We serve our customers and users from data center facilities operated by third parties. In order to reduce the risk of down time of our subscription services, we have established data centers and third-party cloud computing and hosting providers in various locations in the United States and abroad. We have internal procedures to restore services in the event of disaster at any one of our current data center facilities. Even with these procedures for disaster recovery in place, our cloud services could be significantly interrupted during the implementation of the procedures to restore services.

Geographic Locations

For the three and six months ended July 31, 2020, revenue attributable to customers in the United States was 72%. For the three and six months ended July 31, 2020, revenue attributable to customers in Japan was 14% and 13%, respectively. For the three and six months ended July 31, 2019, revenue attributable to customers in the United States was 75% and 76%, respectively. No country outside of the United States comprised 10% or greater of our revenue for the three and six months ended July 31, 2019.   

Substantially all of our net assets are located in the United States. As of July 31, 2020 and January 31, 2020, property and equipment located in the United States was approximately 95% and 94%, respectively.

Recently Adopted Accounting Pronouncements

In June 2016, the FASB issued ASU 2016-13, Financial Instruments—Credit Losses (Topic 326): Measurement of Credit Losses on Financial Instruments. ASU 2016-13 replaces the incurred loss impairment methodology in current U.S. GAAP with a methodology that reflects expected credit losses and requires consideration of a broader range of reasonable and supportable information to inform credit loss estimates. For trade receivables, loans, and other financial instruments, we are required to use a forward-looking expected loss model rather than the incurred loss model for recognizing credit losses which reflects losses that are probable. We adopted the new standard, effective February 1, 2020, and the adoption did not have a material impact on our consolidated financial statements.

Recently Issued Accounting Pronouncements

In December 2019, the FASB issued ASU 2019-12, Income Taxes (Topic 740): Simplifying the Accounting for Income Taxes. ASU 2019-12 simplifies the accounting for income taxes by removing certain exceptions to the general principles in Topic 740 and by improving consistent application of other areas of Topic 740. The new standard is effective for us beginning February 1, 2021, with early adoption permitted. We are currently evaluating the impact of the provisions of this new standard on our consolidated financial statements.

In March 2020, the FASB issued ASU 2020-04, Reference Rate Reform (Topic 848): Facilitation of the Effects of Reference Rate Reform on Financial Reporting. Reference rate reform refers to the global transition away from certain reference rates, such as the London Interbank Offered Rate (LIBOR), and to the introduction of new reference rates that are based on a larger and more liquid population of observable transactions.

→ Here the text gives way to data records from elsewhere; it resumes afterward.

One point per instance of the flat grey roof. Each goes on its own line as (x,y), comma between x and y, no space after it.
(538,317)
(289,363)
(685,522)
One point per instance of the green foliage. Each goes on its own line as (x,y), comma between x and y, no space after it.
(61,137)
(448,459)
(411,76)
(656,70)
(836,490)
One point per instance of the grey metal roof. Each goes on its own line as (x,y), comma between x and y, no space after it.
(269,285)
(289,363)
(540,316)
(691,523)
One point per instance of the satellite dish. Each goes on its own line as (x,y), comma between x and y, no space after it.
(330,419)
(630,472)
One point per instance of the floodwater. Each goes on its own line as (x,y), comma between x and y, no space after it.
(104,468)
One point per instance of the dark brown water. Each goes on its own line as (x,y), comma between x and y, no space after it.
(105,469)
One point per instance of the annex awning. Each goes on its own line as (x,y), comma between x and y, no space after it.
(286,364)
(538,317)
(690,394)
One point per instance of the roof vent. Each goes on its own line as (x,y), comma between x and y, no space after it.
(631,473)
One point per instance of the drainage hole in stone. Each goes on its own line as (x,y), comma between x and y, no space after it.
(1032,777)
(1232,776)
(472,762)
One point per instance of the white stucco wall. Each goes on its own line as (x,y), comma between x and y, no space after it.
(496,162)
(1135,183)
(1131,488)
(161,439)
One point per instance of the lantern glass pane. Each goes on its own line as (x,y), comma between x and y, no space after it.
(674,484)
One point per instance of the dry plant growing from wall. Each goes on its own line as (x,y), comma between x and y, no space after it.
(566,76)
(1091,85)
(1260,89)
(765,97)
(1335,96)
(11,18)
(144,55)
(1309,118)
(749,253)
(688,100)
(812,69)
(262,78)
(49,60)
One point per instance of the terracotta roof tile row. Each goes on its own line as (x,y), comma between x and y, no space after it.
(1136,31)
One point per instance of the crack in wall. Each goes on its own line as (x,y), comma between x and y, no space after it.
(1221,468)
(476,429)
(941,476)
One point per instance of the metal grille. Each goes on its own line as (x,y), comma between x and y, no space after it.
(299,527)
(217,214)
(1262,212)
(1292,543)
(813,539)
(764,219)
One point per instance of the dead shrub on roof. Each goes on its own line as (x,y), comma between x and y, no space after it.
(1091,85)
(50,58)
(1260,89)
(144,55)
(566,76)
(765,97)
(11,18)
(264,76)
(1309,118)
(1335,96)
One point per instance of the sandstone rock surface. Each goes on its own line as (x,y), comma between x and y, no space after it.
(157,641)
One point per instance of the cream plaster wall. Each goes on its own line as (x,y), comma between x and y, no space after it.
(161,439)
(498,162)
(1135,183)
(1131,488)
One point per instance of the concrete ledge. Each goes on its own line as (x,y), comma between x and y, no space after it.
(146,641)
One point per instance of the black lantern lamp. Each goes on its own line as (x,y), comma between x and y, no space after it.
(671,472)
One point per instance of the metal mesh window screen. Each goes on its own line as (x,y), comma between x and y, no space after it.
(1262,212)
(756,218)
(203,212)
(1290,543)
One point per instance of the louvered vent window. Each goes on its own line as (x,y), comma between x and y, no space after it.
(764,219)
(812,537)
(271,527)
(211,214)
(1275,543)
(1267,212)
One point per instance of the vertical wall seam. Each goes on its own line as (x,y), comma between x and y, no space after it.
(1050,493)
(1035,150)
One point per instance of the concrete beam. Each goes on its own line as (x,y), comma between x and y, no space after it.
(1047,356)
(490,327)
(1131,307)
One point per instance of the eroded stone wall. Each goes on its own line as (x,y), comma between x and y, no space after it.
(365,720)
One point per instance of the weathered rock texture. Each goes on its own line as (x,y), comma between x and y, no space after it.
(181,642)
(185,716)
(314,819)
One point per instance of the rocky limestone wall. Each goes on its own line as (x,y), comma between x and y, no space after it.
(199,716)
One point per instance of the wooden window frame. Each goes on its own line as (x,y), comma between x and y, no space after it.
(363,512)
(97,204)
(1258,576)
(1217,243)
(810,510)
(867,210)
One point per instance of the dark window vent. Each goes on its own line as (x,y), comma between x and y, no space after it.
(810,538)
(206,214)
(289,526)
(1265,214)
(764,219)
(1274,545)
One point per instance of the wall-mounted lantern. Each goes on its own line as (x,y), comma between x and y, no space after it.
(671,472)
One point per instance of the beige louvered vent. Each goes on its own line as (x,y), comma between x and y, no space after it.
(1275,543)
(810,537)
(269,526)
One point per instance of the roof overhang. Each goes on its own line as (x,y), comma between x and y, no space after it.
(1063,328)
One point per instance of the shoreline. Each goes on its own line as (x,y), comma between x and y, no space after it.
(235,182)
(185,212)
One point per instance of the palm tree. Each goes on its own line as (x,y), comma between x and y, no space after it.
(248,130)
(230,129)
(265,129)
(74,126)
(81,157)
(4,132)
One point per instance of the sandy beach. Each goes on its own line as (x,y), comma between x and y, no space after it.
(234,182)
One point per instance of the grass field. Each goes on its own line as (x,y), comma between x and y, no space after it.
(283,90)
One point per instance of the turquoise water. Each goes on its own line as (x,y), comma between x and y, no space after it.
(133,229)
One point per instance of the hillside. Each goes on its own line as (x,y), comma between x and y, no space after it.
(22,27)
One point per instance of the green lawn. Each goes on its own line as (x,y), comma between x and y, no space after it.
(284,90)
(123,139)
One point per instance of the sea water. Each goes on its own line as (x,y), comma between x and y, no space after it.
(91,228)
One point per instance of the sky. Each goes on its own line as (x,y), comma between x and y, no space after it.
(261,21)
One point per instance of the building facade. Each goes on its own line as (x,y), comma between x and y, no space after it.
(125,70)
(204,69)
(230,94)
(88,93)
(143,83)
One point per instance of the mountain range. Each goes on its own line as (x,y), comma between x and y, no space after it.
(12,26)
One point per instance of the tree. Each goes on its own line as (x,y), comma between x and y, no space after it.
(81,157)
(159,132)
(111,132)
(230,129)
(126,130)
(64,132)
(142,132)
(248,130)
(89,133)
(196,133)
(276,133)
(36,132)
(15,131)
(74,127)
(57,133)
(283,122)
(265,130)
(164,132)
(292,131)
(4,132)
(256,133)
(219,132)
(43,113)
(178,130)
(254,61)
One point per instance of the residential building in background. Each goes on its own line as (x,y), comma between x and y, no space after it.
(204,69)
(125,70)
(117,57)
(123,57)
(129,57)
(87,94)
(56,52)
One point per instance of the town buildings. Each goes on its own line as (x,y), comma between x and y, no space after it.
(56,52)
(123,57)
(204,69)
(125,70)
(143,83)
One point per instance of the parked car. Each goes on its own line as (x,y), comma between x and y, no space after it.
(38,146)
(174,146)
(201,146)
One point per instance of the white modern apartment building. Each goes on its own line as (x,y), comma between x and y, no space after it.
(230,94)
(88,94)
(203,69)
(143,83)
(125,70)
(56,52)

ASU 2020-04 provides temporary optional expedients and exceptions for applying U.S. GAAP to contracts and hedging relationships that reference LIBOR or another reference rate expected to be discontinued as a result of reference rate reform. The amendments in this ASU were effective upon issuance and may be applied through December 31, 2022. We are currently evaluating the impact of the expedients and exceptions of this new standard on our November 2017 Facility and our hedging relationships that reference LIBOR.

Summary of Significant Accounting Policies

Other than items discussed under Use of Estimates and Recently Adopted Accounting Pronouncements, there have been no material changes to our critical accounting policies during the six months ended July 31, 2020 from those disclosed in Item 7. Management’s Discussion and Analysis of Financial Condition and Results of Operations in our Form 10-K for the fiscal year ended January 31, 2020.